How to Custom Font Training for Tesseract 5 in C#

How to Train a Custom Font with Tesseract 5 in C#

The default Tesseract English model misreads plenty of real-world inputs: hospital handwritten intake forms, vintage book digitizations, a game studio's bespoke decorative typeface, or industry-specific symbols a generic OCR engine has never seen. The fix is to train Tesseract on the exact font yourself, producing a single .traineddata artifact you can ship anywhere IronOCR runs.

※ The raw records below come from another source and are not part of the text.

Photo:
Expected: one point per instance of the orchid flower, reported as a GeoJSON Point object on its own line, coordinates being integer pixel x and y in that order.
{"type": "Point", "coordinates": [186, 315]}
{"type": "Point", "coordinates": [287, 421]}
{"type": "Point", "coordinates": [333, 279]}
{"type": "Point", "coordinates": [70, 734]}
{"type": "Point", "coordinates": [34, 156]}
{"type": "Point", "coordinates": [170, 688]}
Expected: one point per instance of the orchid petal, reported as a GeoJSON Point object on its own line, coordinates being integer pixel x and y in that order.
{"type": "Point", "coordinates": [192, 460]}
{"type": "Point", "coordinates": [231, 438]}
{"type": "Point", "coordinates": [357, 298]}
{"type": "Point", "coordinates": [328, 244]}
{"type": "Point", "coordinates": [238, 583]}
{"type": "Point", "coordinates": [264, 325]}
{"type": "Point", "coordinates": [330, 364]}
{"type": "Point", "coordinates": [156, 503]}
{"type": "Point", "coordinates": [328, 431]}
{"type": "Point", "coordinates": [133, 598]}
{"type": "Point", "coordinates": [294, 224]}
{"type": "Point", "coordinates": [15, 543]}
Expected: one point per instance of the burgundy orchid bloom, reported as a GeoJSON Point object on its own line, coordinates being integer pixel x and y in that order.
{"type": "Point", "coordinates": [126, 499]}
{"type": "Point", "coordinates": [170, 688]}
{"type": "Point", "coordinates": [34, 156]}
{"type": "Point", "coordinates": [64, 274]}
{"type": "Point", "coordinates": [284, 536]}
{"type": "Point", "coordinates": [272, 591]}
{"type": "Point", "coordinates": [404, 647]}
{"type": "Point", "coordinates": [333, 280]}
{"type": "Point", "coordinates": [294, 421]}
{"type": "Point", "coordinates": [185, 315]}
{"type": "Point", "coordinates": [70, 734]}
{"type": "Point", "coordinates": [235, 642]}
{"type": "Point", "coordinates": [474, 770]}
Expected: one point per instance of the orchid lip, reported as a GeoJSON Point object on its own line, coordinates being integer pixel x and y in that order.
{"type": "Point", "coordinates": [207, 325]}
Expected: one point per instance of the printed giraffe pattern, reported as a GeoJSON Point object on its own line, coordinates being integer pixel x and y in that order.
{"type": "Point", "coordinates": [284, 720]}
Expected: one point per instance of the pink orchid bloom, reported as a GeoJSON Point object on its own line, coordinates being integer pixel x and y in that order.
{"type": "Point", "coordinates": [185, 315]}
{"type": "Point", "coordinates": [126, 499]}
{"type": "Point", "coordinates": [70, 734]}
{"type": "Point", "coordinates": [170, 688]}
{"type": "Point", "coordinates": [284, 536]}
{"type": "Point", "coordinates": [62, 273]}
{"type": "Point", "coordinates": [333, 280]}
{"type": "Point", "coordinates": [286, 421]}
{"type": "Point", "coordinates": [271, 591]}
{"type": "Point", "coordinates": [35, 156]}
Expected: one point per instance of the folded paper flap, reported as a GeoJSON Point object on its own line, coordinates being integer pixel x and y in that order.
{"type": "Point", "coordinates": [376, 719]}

This guide walks through Tesseract 5 custom font training end to end in C#: install the WSL2 Ubuntu toolchain, render .box and .tif training files from your .ttf or .otf, build the .traineddata model with tesstrain against a base eng.traineddata, then load the result in IronOCR. Once trained, the file is portable across Windows, macOS, Linux, and Docker.

Quickstart: Use Your Trained Font File in C#

Configure IronOCR by pointing UseCustomTesseractLanguageFile at your trained .traineddata file, then call Read on any image as you would with a stock language pack.

  1. Install IronOCR with NuGet Package Manager

    PM > Install-Package IronOcr
  2. Copy and run this code snippet.

    using IronOcr;
    
    var ocr = new IronTesseract();
    ocr.UseCustomTesseractLanguageFile("path/to/YourCustomFont.traineddata");
    string text = ocr.Read(new OcrInput("image-with-special-font.png")).Text;
  3. Deploy to test on your live environment

    Start using IronOCR in your project today with a free trial

    arrow pointer

How Do I Set Up the Training Environment?

How Do I Install IronOCR?

Install IronOCR via NuGet:

Install-Package IronOcr

The DLL package is a manual alternative if you cannot use NuGet. For the underlying engine, see the Tesseract 5 features guide and the custom language reference.

How Do I Install and Set Up WSL2 and Ubuntu?

Refer to the tutorial on Setting up WSL2 and Ubuntu.

Please noteCustom font training requires Linux.

WSL2 is enough: once training is done, the resulting .traineddata file ships with your IronOCR app on Windows, macOS, Linux, or Docker. For deployment details, see the Linux deployment guide.

How Do I Install Tesseract 5 on Ubuntu?

Use these commands to install Tesseract 5:

sudo apt install tesseract-ocr
sudo apt install libtesseract-dev
sudo apt install tesseract-ocr
sudo apt install libtesseract-dev
SHELL

The tesseract-ocr package is the engine that runs recognition; libtesseract-dev exposes the headers that tesstrain needs to build a model. Once your trained file is in use, the Tesseract configuration guide covers runtime tuning.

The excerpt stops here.